Raw Source Code

Friendly MB2 source code reference

Pointers to the MallocBinned2 source code to be used in tandem with the illustrated overview

Introduction:

This document highly relies on you having access to the Unreal source code, please request access if you still don’t have it, here we map relevant places for the MallocBinned2 allocator a.k.a. MB2, in a not very introductory way, just links, descriptions, raw info and human readable pointers to C++ pointers (joke), for an illustrated overview of the inner working please check my other post “An illustrated overview of the Unreal Engine MallocBinned2 allocator” and use both documents in tandem.

Hardware Abstraction Layer:

GenericPlatformMemory

File: Engine/Source/Runtime/Core/Public/GenericPlatform/GenericPlatformMemory.h

Any supported platform (Windows, Linux, iOS, etc..) implements a static non polymorphic interface defined by struct FGenericPlatformMemory, following a bridge pattern.

MallocBinned2 will request/free memory from/to the operating system using specific platform-specific implementations of the static functions:

Different supported allocators are enumerated at FGenericPlatformMemory::EMemoryAllocatorToUse, each platform will select the active runtime allocator by implementing the function FGenericPlatformMemory::BaseAllocator.

WindowsPlatformMemory

File: Engine/Source/Runtime/Core/Private/Windows/WindowsPlatformMemory.cpp

Windows-specific implementation of the static interface defined by GenericPlatformMemory, FWindowsPlatformMemory::BaseAllocator selects the active allocator, this function is not thread safe, however thread safety is handled later by FMemory::GCreateMalloc which relies on C++ local static thread safety, by initializing a local static variable with the value returned by the wrapper function FMemory_GCreateMalloc_ThreadUnsafe.
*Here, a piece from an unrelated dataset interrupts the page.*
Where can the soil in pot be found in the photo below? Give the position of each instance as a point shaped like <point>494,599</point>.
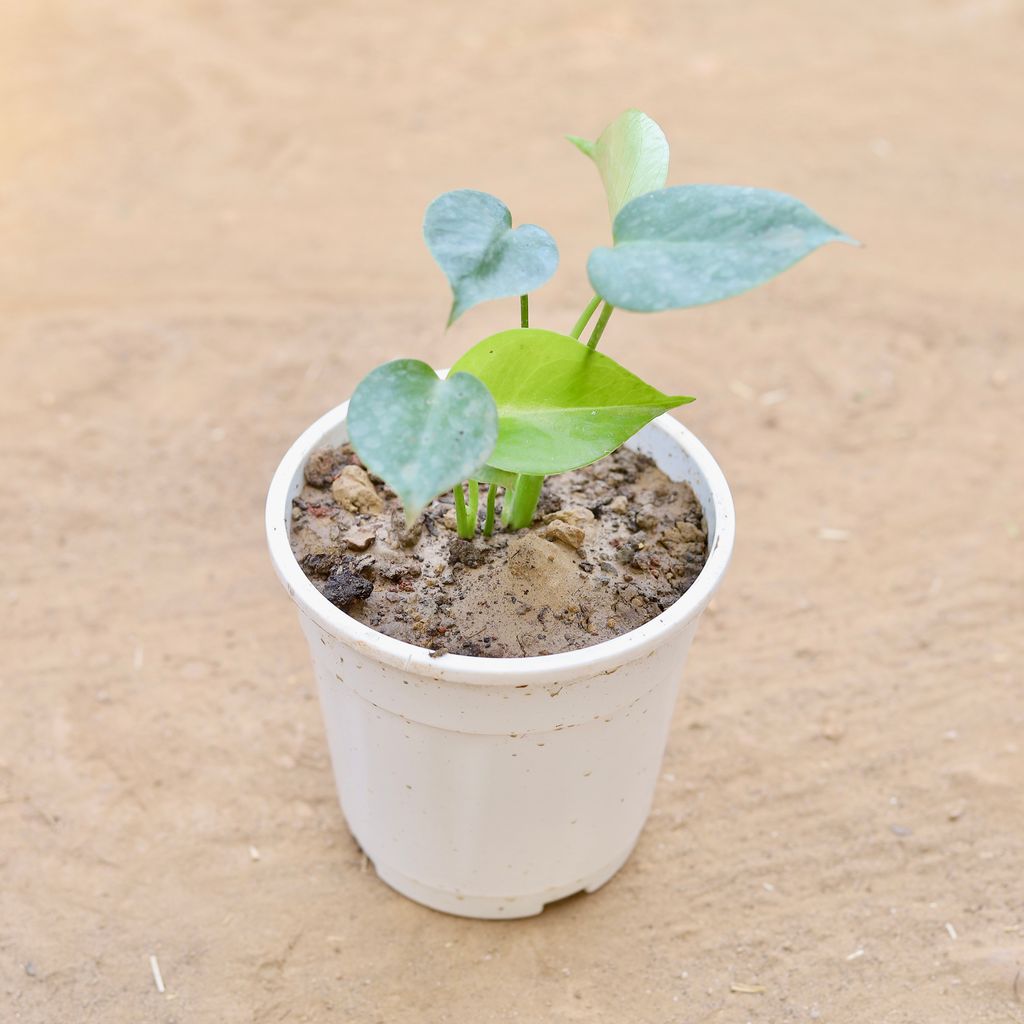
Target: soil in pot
<point>611,546</point>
Win32 VirtualAlloc and VirtualFree functions are used at FWindowsPlatformMemory::BinnedAllocFromOS and FWindowsPlatformMemory::BinnedFreeToOS respectively to request/free memory from the operating system, these Win32 functions are the lowest-level and fastest call available in user-mode land for memory allocations/deallocations, for a wonderful overview please check ahmd0 answer in this Stack Overflow question.
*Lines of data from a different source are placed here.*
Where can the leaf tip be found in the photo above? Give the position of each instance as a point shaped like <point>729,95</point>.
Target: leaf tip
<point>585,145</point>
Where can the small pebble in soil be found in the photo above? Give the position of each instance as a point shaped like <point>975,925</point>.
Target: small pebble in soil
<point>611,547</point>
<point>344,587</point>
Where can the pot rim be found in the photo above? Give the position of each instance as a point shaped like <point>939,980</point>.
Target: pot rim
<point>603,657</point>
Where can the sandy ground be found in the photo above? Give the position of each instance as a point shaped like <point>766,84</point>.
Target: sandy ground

The important thing to note here is that the start address of allocations done using VirtualAlloc are aligned to 64KiB (Exposed at SYSTEM_INFO::dwAllocationGranularity) and memory is committed in blocks that are multiple of the virtual page (Usually 4KiB which is exposed at SYSTEM_INFO::dwPageSize), so if you request 8 bytes using VirtualAlloc, the start address of your allocation will be a multiple of 0x10000 and the committed memory will be the first block of 4KiB beginning from the start address, in this case you’d be generating an internal fragmentation in the memory manager of the Windows kernel of 15 virtual pages (4KiB * 15 = 61440 bytes), the reason behind this alignment seems to be RISC processors supported by Windows NT as per the legendary Raymond Chen.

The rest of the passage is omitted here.